Pérdidas de CFE

Sergio Sarmiento

Jaque Mate

“Es una idea socialista que tener utilidades es un vicio; yo pienso que el vicio real es tener pérdidas”.

Winston Churchill
 
 
Una empresa no debería perder dinero simplemente por ser pública. Todo lo contrario. Una compañía pública tiene mayor obligación de lograr ganancias que una privada porque los dueños son los habitantes de todo el país.

La Comisión Federal de Electricidad, sin embargo, registró una pérdida neta de 28,458 millones de pesos en el segundo trimestre del 2018 (en el primer semestre 39,864 millones).

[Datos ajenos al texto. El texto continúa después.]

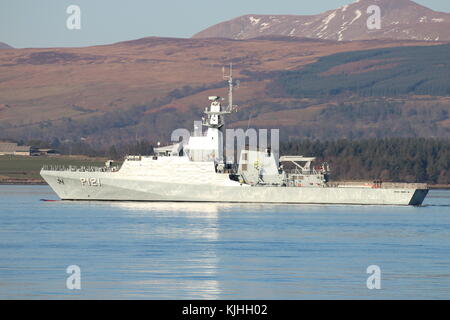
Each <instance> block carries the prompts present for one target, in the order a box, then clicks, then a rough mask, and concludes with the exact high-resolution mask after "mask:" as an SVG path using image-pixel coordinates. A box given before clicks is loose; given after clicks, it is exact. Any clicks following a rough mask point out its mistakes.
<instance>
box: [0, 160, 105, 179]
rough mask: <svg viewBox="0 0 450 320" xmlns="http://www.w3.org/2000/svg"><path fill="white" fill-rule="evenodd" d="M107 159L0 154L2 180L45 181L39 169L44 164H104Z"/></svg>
mask: <svg viewBox="0 0 450 320" xmlns="http://www.w3.org/2000/svg"><path fill="white" fill-rule="evenodd" d="M105 161H106V159H102V158H89V157H85V156H51V157H45V156H39V157H27V156H12V155H2V156H0V182H2V181H3V182H6V181H10V180H15V181H17V182H21V181H23V182H26V181H32V182H39V181H43V180H42V178H41V176H40V175H39V171H40V170H41V168H42V167H43V166H44V165H59V166H70V165H72V166H103V165H104V163H105Z"/></svg>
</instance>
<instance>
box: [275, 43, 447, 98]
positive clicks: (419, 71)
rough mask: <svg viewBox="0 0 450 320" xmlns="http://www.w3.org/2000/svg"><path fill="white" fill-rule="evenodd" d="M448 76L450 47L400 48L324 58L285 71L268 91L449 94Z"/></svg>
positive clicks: (356, 51) (332, 56) (298, 95)
mask: <svg viewBox="0 0 450 320" xmlns="http://www.w3.org/2000/svg"><path fill="white" fill-rule="evenodd" d="M350 63H352V65H351V66H350V65H348V64H350ZM346 65H348V68H347V69H346V68H345V66H346ZM336 68H337V69H336ZM339 68H340V69H339ZM332 70H334V72H330V71H332ZM449 79H450V45H439V46H430V47H398V48H385V49H374V50H366V51H355V52H344V53H338V54H334V55H330V56H327V57H323V58H320V59H319V61H318V62H316V63H313V64H310V65H308V66H306V67H304V68H302V69H299V70H293V71H286V72H282V73H281V74H280V75H279V76H278V77H276V79H275V81H273V82H272V84H270V85H269V88H268V89H269V91H270V92H271V94H272V95H273V96H278V97H283V96H289V97H297V98H299V97H319V96H321V97H324V96H328V97H332V96H337V95H341V94H357V95H359V96H398V95H409V94H416V95H432V96H447V95H450V82H449Z"/></svg>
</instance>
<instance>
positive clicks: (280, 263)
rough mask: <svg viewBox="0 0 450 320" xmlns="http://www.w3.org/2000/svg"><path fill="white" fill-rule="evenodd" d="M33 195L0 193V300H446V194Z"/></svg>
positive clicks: (449, 246) (42, 194)
mask: <svg viewBox="0 0 450 320" xmlns="http://www.w3.org/2000/svg"><path fill="white" fill-rule="evenodd" d="M43 198H44V199H57V197H56V195H55V194H54V193H53V192H52V191H51V189H50V188H49V187H47V186H0V299H449V298H450V191H439V190H436V191H431V192H430V193H429V195H428V197H427V199H426V200H425V203H424V206H423V207H399V206H392V207H390V206H384V207H383V206H318V205H317V206H316V205H249V204H245V205H239V204H211V203H208V204H194V203H139V202H138V203H135V202H66V201H57V202H43V201H40V199H43ZM70 265H77V266H79V267H80V269H81V289H80V290H69V289H67V287H66V280H67V277H69V276H70V275H69V274H67V273H66V268H67V267H68V266H70ZM371 265H377V266H379V267H380V270H381V289H380V290H376V289H374V290H369V289H368V288H367V285H366V282H367V278H368V277H369V276H370V274H367V273H366V270H367V267H369V266H371Z"/></svg>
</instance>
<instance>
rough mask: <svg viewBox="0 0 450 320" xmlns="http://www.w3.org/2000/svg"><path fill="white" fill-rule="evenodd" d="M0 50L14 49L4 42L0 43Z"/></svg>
mask: <svg viewBox="0 0 450 320" xmlns="http://www.w3.org/2000/svg"><path fill="white" fill-rule="evenodd" d="M0 49H14V48H13V47H11V46H10V45H8V44H6V43H4V42H0Z"/></svg>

Los gastos administrativos pasaron de 4,137 a 7,701 millones de pesos y las pérdidas financieras de 12,721 millones a 26,440 millones; los ingresos netos subieron 8.9 por ciento para llegar a 124,334 millones de pesos, no lo suficiente para impedir la pérdida neta.

Los seis años de gobierno de Enrique Peña Nieto no permitieron sanear la empresa. La reforma energética fue presentada como una oportunidad para colocar a la CFE y al sector eléctrico en una mejor situación, pero por lo pronto no ha logrado evitar las pérdidas.

Ahora le toca a Andrés Manuel López Obrador cambiar el rumbo de la empresa. Ha nombrado a Manuel Bartlett, un político sin experiencia en el ramo, y conocido por su oposición a la reforma energética, como próximo director general. “El licenciado Bartlett -explicó el virtual Presidente electo- desde hace muchos años ha estado defendiendo la industria eléctrica nacional y por eso decidí proponerlo para director de la Comisión Federal de Electricidad”.

López Obrador tiene una explicación sencilla y política de las pérdidas de la CFE. “Desde hace tiempo se ha querido desmantelar por completo a la CFE. Hace 20 años éramos autosuficientes en generación de energía eléctrica. La CFE producía toda la energía que consumíamos. Ahora, la CFE compra la mitad de la energía eléctrica, y se paga muy caro porque se están entregando subsidios a las empresas que le venden a la CFE”.

López Obrador, por otra parte, ha señalado que aplicará el “borrón y cuenta nueva” que prometió a los usuarios que han dejado de pagar la luz por una supuesta “resistencia civil”. El movimiento lo impulsó López Obrador tras ser derrotado en una elección y se ha convertido en una costumbre en el sureste, especialmente en Tabasco. La deuda de estos morosos es de más de 43 mil millones de pesos.

La información disponible no sugiere que la compra de electricidad a productoras independientes sea razón de las pérdidas. Claramente han subido mucho los gastos de administración y hubo además en este 2018 una pérdida cambiaria importante. Si bien López Obrador atribuye las pérdidas a una conspiración de la mafia del poder, que según él busca desmantelar la CFE, los problemas parecen más de fondo y tienen que ver con la ineficiencia de la empresa y un pésimo esquema de tarifas impuesto por razones políticas.

Si la CFE deja de comprar electricidad a las empresas privadas que han invertido en nuevas plantas de gas, tendría que recurrir nuevamente a las viejas termoeléctricas de combustóleo, que no son solo menos eficientes sino mucho más contaminantes. No mejorará el funcionamiento de la industria ni se sanearán las finanzas de la CFE, pero aumentarán las pérdidas y se contaminará más el ambiente.

La solución radica en mejorar la eficiencia de la CFE, aumentar la competencia y tener un esquema realista de precios. También es importante cobrar a quienes no pagan. Perdonar 43 mil millones de pesos a quienes durante años se han robado la luz es muy mala señal. No podemos tener una empresa sana si permitimos que se le robe con impunidad.

· CONTRACCIÓN
 
La economía mexicana tuvo una contracción de 0.1 por ciento en el segundo trimestre de 2018 en comparación con el primer trimestre. La comparación anual sigue siendo positiva, con un aumento de 1.6 por ciento, pero el resultado de cualquier manera es decepcionante.